Director Osgood Perkins scored a palpable hit last year with Longlegs, a slow-burn horror that simmered with an overpowering sense of dread. So the news that he is helming an adaptation of Stephen King’s The Monkey (itself inspired by WW Jacobs’ classic short story, The Monkey’s Paw) leads me to expect that this will deliver more of the same. So I’m taken somewhat off-balance when the film promptly reveals itself as an absurd black comedy with lashings of gore. The result is never particularly scary, but it does prompt a surprising amount of incredulous laughter.

It begins in flashback, as the father of twin boys, Hal and Bill (both played by Christian Convery), attempts to gift an unwanted ‘toy’ to a thrift store, with unexpectedly gruesome results. The toy in question is the titular simian, a wind-up automaton that plays a drum to the tune of ‘I Do Like To Be Beside the Seaside.’ Once activated (by turning the key in its back), it has a nasty habit of ensuring that somebody in the immediate vicinity will get horrifically mangled, for no apparent reason other than it’s a nasty little pest who enjoys doing that kind of thing.

After their father ‘goes out for cigarettes and never returns,’ Hal and Bill grow up under the care of their understandably disturbed mum, Lois (Tatiana Maslany). One night, when searching through their absent father’s belongings, the boys discover the monkey in its box. Probably not a good idea to wind the key, you might think, but hey, kids will be kids…

By adulthood, the two brothers (now played by Theo James) have drifted apart. Hal is the father of a teenage boy, but after his marriage break-up, only gets to spend one night a year with Petey (Colin O’Brian) and – wouldn’t you know it – that one night is when the malevolent monkey chooses to make its timely reappearance…

There’s much I like about this film: Nico Aguilar’s dark, brooding cinematography is suitably eye-catching and the gnarly splatter effects – created by no less than sixteen people in the arts department – take a wonderfully Heath Robinson approach to the task of dissembling human bodies. Much of the resulting mayhem is entertaining. The monkey itself is an engaging creation, positively oozing menace in every shot. But not everything in the production is quite so positive.

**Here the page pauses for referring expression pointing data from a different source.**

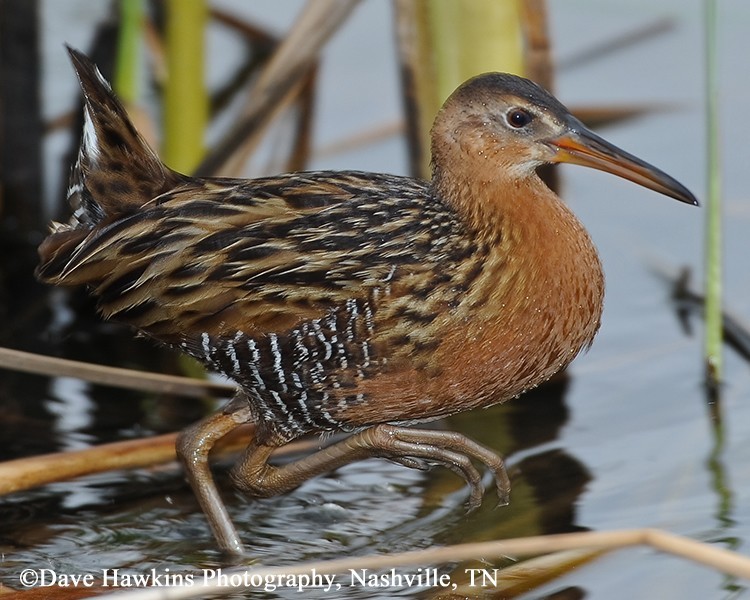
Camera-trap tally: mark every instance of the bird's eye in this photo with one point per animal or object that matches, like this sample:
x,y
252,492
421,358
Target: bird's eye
x,y
518,118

While a host of interesting characters manage to pop up to deliver Perkins’ sparky dialogue, no sooner have they appeared than they’re being messily spread across the screen and the effect is that this feels like a film that’s almost entirely peopled by bit players (or players in bits?). Perkins himself cameos as ‘Uncle Chip’ but gifts with only one line of dialogue before he gets turned to mush, while Elijah Wood doesn’t fare much better as Petey’s stepfather, Ted, though – to be fair – he’s one of the few characters who actually survives. Furthermore, a sub-plot featuring a man called Thrasher (Rohan Campbell) is so clumsily inserted into the action that for a while it only serves to confuse me, particularly when the actor is also obliged to play two characters.

I’m clearly not the only one with misgivings. Half an hour into the screening, three viewers get up and march determinedly out of the auditorium. Those with a predilection for comedy in a deep shade of anthracite may (like me) laugh out loud at what they’re watching and will possibly revel in the WTF final scenes.

But The Monkey is a tricky little beast and one thing is for sure: it won’t be for everyone.